È evidente una certa coincidenza di significato fra la parola emittente e la parola trasmittente, almeno nelle grandi linee: ci si riferisce al “da dove” parte il messaggio, alla fonte della comunicazione. In poche parole è la risposta alla domanda:
Chi comunica?
Per rispondere alla domanda sopra espressa, è preferibile la parola “ emittente”, la cui origine etimologica riguarda appunto il “metter fuori da”, il “mandar fuori”. Possiamo quindi dire che l’emittente non è nient’altro che l’iniziatore della comunicazione, colui che da avvio ad un sistema comunicativo.
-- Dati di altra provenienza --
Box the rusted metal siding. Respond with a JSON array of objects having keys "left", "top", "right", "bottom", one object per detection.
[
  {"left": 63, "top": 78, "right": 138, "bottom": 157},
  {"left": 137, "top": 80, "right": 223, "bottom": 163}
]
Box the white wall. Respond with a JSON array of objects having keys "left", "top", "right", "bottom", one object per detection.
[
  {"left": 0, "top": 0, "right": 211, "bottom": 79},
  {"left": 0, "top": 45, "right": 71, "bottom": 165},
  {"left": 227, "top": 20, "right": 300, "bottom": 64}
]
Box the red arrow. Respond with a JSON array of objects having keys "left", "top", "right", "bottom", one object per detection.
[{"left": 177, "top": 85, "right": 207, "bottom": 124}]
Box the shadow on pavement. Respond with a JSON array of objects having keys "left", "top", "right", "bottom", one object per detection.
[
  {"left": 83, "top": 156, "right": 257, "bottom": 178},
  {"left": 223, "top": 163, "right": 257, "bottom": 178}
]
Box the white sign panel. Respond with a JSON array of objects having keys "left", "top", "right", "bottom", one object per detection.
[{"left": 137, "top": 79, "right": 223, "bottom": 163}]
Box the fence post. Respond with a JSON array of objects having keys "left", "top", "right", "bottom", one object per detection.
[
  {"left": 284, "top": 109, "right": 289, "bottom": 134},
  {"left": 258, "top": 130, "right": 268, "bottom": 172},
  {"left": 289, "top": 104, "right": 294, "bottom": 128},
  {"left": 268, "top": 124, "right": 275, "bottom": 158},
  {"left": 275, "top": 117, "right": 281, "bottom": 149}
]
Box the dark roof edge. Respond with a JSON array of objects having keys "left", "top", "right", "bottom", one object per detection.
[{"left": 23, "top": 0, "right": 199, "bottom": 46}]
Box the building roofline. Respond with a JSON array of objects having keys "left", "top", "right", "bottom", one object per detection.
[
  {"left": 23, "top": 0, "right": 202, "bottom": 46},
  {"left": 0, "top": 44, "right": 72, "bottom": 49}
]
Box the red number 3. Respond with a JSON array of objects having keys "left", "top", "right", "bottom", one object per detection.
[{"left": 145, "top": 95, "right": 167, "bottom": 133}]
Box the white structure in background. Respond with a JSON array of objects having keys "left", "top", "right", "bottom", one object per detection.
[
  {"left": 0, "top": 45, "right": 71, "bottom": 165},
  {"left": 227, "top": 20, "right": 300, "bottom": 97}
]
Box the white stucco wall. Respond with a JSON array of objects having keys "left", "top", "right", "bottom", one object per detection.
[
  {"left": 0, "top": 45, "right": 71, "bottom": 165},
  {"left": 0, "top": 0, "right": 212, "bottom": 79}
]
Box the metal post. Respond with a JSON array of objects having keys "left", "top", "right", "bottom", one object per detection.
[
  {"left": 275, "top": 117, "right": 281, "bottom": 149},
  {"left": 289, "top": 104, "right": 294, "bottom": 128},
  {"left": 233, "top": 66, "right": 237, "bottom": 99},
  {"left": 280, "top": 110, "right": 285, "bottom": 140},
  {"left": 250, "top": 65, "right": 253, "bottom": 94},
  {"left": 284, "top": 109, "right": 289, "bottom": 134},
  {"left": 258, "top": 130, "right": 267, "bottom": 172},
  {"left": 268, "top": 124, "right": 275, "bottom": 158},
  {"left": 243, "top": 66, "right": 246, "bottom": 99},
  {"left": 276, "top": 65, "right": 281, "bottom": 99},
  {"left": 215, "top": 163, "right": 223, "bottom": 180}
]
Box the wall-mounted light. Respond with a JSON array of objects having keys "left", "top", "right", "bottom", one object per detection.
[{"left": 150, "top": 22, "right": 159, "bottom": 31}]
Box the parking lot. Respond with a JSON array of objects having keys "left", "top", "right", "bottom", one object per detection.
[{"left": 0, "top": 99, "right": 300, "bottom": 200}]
La parola fonte, invece, prende il suo significato da un oggetto concreto (sorgente d’acqua), ma che viene spesso usata, per metafora, anche con altri significati ben più astratti, riguardanti comunque la nascita, la derivazione, l’inizio. Spesso si parla anche di fonti, quando ci si riferisce alla consultazione di documenti.
Ricevente/ destinatario

Se l’emittente è la risposta alla domanda “Chi comunica?” il destinatario è la risposta alla domanda:
A chi si comunica?
La persona (o le persone) a cui viene inviato il messaggio può essere chiamata destinatario ma anche ricevente identificando così colui che raccoglie il messaggio.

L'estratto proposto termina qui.